Justiça
Publicado em 06/03/2026, às 15h54 Ilustrativa/Pixabay Bernardo Rego
Uma decisão proferida pela 1ª Vara do Trabalho de Franco da Rocha (SP), por meio de uma sentença da juíza Tatiane Pastorelli Dutra, determinou uma indenização de danos morais de R$ 50 mil a um trabalhador, que foi ameaçado com uma arma pelo chefe, acusado de ter cometido um furto.
Segundo a magistrada, a conduta é extremamente grave, caracterizando crime de lesão corporal e constrangimento ilegal, o que enseja reparação. "A conduta do 1º reclamado (dono da empresa), desse modo, mostra-se extremamente grave, por caracterizar crime de lesão corporal e constrangimento ilegal, com emprego de arma de fogo, tal como tipificado no Boletim de Ocorrência", destacou Tatiane em um trecho da sentença a que o Bnews teve acesso.
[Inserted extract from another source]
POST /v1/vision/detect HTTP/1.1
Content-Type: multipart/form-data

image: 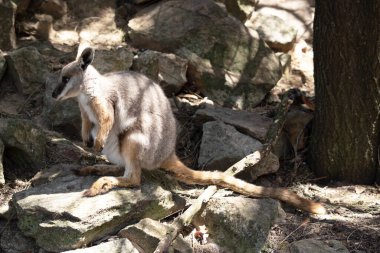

A juíza esclareceu ainda que o empregador ultrapassou os limites do bom senso para apurar o suposto roubo e utilizou-se do fato de ser policial aposentado para imprimir força desnecessária.
"Irrefutável, portanto, que o 1º reclamado ultrapassou todos os limites do bom senso para a apuração do furto ocorrido nas dependências da 3ª reclamada, sendo importante destacar que o mero fato de se tratar de policial militar aposentado, possuindo porte de arma, não dá ao 1º réu qualquer direito de personificar-se como Estado para praticar o exercício arbitrário das próprias razões", destacou a magistrada.
"A tese de legítima defesa, por seu turno, não se sustenta, pois nenhuma arma ou qualquer outro objeto potencialmente ofensivo foi encontrado em poder do trabalhador", acrescentou a juíza.
A sentença determinou ainda o reconhecimento do vínculo empregatício que vigorou no período de 01/08/2025 a 11/08/2025. "Em teoria, o trabalhador é empregado da prestadora de serviços, mas, na prática, exerce suas atividades no estabelecimento da tomadora, exclusivamente para viabilizar a sua atividade econômica", esclareceu a juíza ao determinar o pagamento de saldo de salário (11 dias); aviso prévio indenizado (30 dias); 13º salário proporcional, considerando o aviso prévio projetado (1/12); férias proporcionais + 1/3, considerando o aviso prévio projetado (1/12); depósitos de FGTS do período + 40%, que deverá ser realizado na conta vinculada do autor, nos termos do artigo 26-A da Lei nº 8.036/90; adicional noturno, devendo ser observados os critérios e reflexos fixados.
"O reclamante, ao firmar contrato de trabalho com a empresa, vendeu apenas sua força produtiva e não sua honra e dignidade, de modo que o ato criminoso praticado pelo 1º réu, na qualidade de proprietário da 1ª reclamada, rompeu com a boa-fé objetiva esperada entre os sujeitos da relação de emprego, atropelando inclusive a legislação penal", concluiu a magistrada.